Emerging growth company o
If an emerging growth company, indicate by check mark if the registrant has elected not to use the extended transition period for complying with any new or revised financial accounting standards provided pursuant to Section 13(a) of the Exchange Act. o
ITEM 8.01. OTHER EVENTS.
On April 1, 2019, STAG Industrial, Inc. (the Company) and its operating partnership, STAG Industrial Operating Partnership, L.P., entered into an underwriting agreement (the Underwriting Agreement) with Merrill Lynch, Pierce, Fenner & Smith Incorporated and Wells Fargo Securities, LLC, relating to the issuance and sale of 7,475,000 shares (including 975,000 shares issued pursuant to the underwriters option to purchase additional shares) of the Companys common stock, par value $0.01 per share (the Common Stock), at a price to the underwriters of $28.72 per share. The offering closed on April 4, 2019.
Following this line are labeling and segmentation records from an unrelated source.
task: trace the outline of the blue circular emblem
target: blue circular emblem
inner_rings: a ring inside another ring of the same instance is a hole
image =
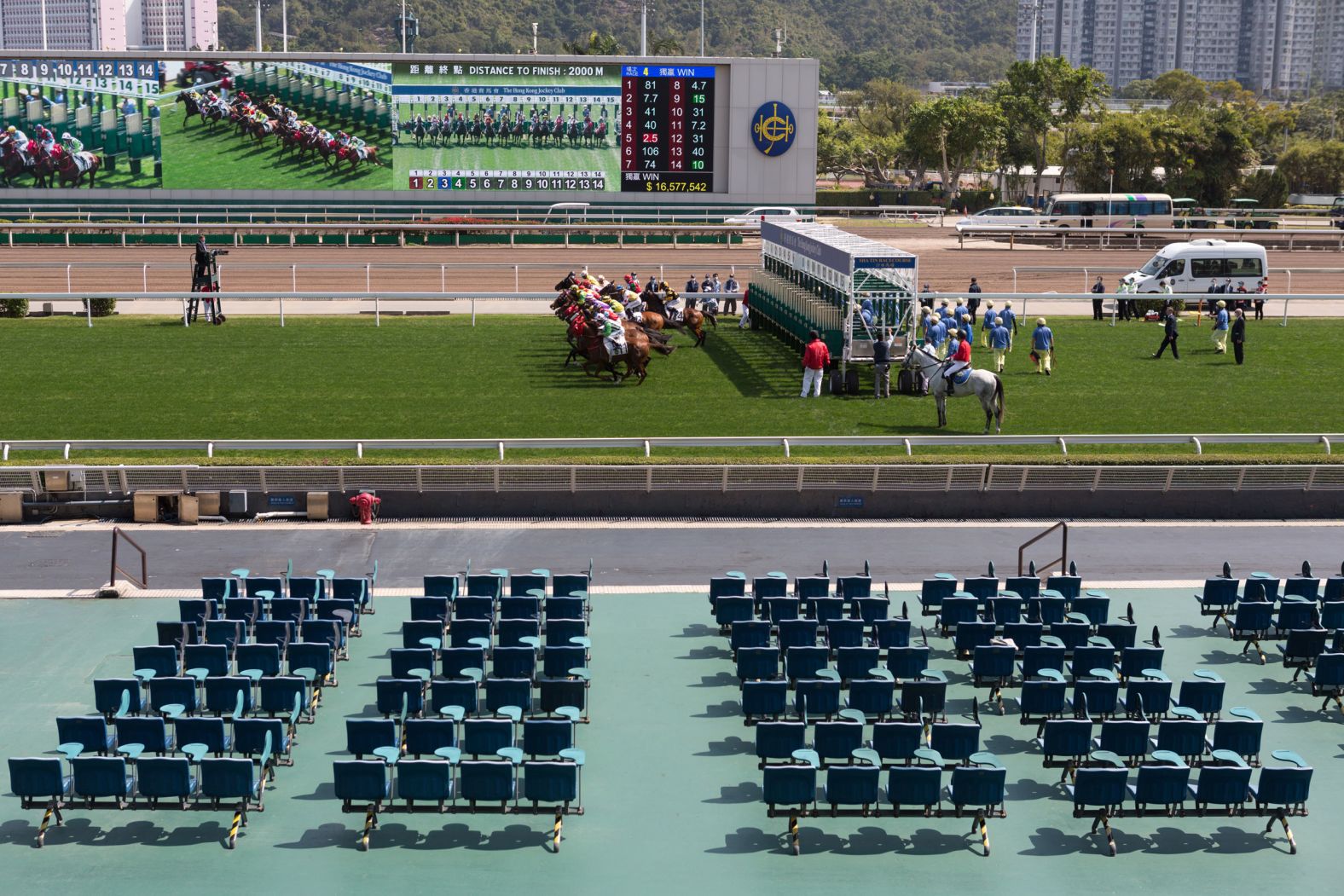
[[[793,110],[782,102],[762,103],[751,116],[751,141],[765,156],[782,156],[789,152],[798,132],[798,121]]]

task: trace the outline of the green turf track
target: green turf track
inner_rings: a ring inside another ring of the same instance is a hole
[[[222,124],[211,133],[200,118],[184,130],[183,109],[169,105],[160,122],[167,189],[392,189],[395,160],[388,132],[360,134],[378,146],[382,168],[360,165],[351,172],[343,165],[335,172],[313,157],[301,163],[293,153],[278,159],[280,141],[274,137],[258,146]],[[98,185],[105,185],[101,179]]]
[[[226,310],[228,310],[226,308]],[[464,309],[465,312],[465,309]],[[798,351],[724,321],[703,349],[681,336],[655,356],[644,386],[562,368],[566,344],[548,317],[394,318],[234,316],[183,329],[171,318],[0,320],[11,359],[0,437],[35,438],[526,438],[933,434],[933,400],[802,400]],[[1051,321],[1056,375],[1036,375],[1024,347],[1004,377],[1005,434],[1325,433],[1344,412],[1332,382],[1344,321],[1249,325],[1249,360],[1212,353],[1207,326],[1183,324],[1183,361],[1154,361],[1157,325]],[[988,353],[977,348],[977,363]],[[79,363],[71,363],[79,359]],[[892,375],[895,380],[895,375]],[[978,403],[950,403],[949,434],[978,434]],[[1114,453],[1125,449],[1102,449]],[[1215,449],[1224,450],[1224,449]],[[1247,449],[1250,450],[1250,449]],[[1259,447],[1265,457],[1289,449]],[[1003,449],[958,449],[1001,461]],[[1133,458],[1163,450],[1133,449]],[[1188,455],[1188,447],[1168,454]],[[642,459],[642,451],[638,453]],[[796,449],[794,454],[800,451]],[[825,455],[825,453],[821,453]],[[831,459],[860,457],[845,450]],[[899,449],[883,455],[903,458]],[[917,451],[926,459],[929,451]],[[1042,457],[1048,457],[1048,449]],[[1058,458],[1058,450],[1054,450]],[[774,450],[734,457],[781,459]],[[1071,447],[1070,457],[1086,457]],[[1327,459],[1304,446],[1301,458]],[[11,455],[16,462],[32,455]],[[1207,458],[1207,455],[1206,455]],[[269,461],[281,461],[276,454]],[[450,453],[442,459],[473,459]],[[719,455],[714,459],[724,459]],[[86,462],[90,462],[86,459]]]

The Common Stock issued and sold pursuant to the Underwriting Agreement has been registered on the Companys registration statement on Form S-3 (File No. 333-229661), which became effective upon filing with the Securities and Exchange Commission on February 13, 2019, and a prospectus supplement dated April 1, 2019.
The foregoing description of the Underwriting Agreement is qualified in its entirety by reference to the Underwriting Agreement, a copy of which is filed as Exhibit 1.1 to this Current Report on Form 8-K and incorporated herein by reference.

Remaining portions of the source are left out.